Re: WAL/PITR additional items

From
Tom Lane
Date:
Gavin Sherry <swm@linuxworld.com.au> writes:
> On Wed, 20 Apr 2005, Tom Lane wrote:
>> What?

> The discussion Simon is refering to came up during the 8.0 beta IIRC. The
> problem was that we were not allocating xlogs quickly enough under
> heavy workloads and there was some discussion about the bgwriter taking
> over this task since it could assess the need for new xlogs more often.

Huh?  The bgwriter already has this task, since it runs checkpoints.
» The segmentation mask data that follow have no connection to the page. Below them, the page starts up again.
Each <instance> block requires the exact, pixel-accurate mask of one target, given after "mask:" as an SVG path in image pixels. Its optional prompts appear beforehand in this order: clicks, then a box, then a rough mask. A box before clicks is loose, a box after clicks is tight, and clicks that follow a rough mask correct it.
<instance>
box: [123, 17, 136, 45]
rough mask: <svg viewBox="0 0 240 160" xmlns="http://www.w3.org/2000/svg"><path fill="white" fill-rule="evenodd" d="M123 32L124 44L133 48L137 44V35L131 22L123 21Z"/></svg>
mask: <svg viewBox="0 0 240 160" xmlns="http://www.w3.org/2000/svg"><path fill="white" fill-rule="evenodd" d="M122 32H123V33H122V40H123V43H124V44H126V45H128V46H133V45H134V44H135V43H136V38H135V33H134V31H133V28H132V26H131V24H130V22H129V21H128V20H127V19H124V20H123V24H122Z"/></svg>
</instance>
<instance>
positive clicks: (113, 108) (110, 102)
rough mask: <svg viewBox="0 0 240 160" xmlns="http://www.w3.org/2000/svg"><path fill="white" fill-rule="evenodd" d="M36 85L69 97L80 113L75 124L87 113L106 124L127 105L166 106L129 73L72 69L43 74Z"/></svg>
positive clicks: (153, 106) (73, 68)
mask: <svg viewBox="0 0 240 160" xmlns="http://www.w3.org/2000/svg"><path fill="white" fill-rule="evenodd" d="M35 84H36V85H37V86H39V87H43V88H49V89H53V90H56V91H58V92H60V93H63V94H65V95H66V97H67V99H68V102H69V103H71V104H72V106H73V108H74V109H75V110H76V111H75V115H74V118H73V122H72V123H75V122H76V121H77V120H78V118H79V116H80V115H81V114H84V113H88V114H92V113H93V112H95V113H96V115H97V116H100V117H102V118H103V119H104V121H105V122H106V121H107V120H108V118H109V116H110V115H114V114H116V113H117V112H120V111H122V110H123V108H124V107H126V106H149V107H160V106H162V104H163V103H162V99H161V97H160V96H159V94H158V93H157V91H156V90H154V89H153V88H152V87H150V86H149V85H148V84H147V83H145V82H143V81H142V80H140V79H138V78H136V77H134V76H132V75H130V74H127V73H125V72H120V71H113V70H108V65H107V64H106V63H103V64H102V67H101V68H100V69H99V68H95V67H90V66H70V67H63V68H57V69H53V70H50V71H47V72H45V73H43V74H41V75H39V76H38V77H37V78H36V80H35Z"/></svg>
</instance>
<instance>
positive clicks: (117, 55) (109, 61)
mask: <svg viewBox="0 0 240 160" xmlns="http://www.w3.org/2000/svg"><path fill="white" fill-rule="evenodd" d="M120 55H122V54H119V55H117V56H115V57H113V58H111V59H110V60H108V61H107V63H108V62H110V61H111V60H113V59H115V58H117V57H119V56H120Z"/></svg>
It's possible that we ought to allow more "slop" in the number of
prealloc'd xlog segments --- I think that the current code is probably
too enthusiastic about deleting "extra" segments after a spike in
activity subsides.  But I don't see the point of moving the
responsibility somewhere else.
        regards, tom lane


Re: WAL/PITR additional items

From
Gavin Sherry
Date:
On Wed, 20 Apr 2005, Tom Lane wrote:

> Gavin Sherry <swm@linuxworld.com.au> writes:
> > On Wed, 20 Apr 2005, Tom Lane wrote:
> >> What?
>
> > The discussion Simon is refering to came up during the 8.0 beta IIRC. The
> > problem was that we were not allocating xlogs quickly enough under
> > heavy workloads and there was some discussion about the bgwriter taking
> > over this task since it could assess the need for new xlogs more often.
>
> Huh?  The bgwriter already has this task, since it runs checkpoints.
>
> It's possible that we ought to allow more "slop" in the number of
> prealloc'd xlog segments --- I think that the current code is probably
> too enthusiastic about deleting "extra" segments after a spike in
> activity subsides.  But I don't see the point of moving the
> responsibility somewhere else.

I guess I was recalling this part of the earlier thread:

http://archives.postgresql.org/pgsql-hackers/2004-07/msg01088.php

Thanks,

Gavin


Re: WAL/PITR additional items

From
Tom Lane
Date:
Gavin Sherry <swm@linuxworld.com.au> writes:
> I guess I was recalling this part of the earlier thread:
> http://archives.postgresql.org/pgsql-hackers/2004-07/msg01088.php

Mmm.  The question really is whether PreallocXlogFiles does anything
useful at all anymore.  It once would allocate multiple segments but
Bruce took out that parameter on the grounds that it was useless...
and I think the functionality that's left may be useless too.  The
code that *really* creates forward log segments these days is the
logic that recycles old log segments when we are done with 'em.
Once you reach a steady state, each checkpoint will cause about
checkpoint_segments forward xlog segments to come into being.
That's way more than what PreallocXlogFiles will ever do, and at
least in steady state it's sufficient.

Maybe what we need is for PreallocXlogFiles to make sure there
are checkpoint_segments forward segments, not only one.  Given
that functionality, running it only during checkpoints would
be sufficient.  (It'd probably be sufficient to run it only
at startup and when checkpoint_segments changes, actually...)
        regards, tom lane


Re: WAL/PITR additional items

From
Simon Riggs
Date:
On Wed, 2005-04-20 at 17:18 -0400, Bruce Momjian wrote:
> Should any of these be added to TODO?

Yes, please - though some already are.

Best Regards, Simon Riggs



Re: WAL/PITR additional items

From
Bruce Momjian
Date:
Simon Riggs wrote:
> On Wed, 2005-04-20 at 17:18 -0400, Bruce Momjian wrote:
> > Should any of these be added to TODO?
> 
> Yes, please - though some already are.

Sorry, I got lost in the discussion.  What are they?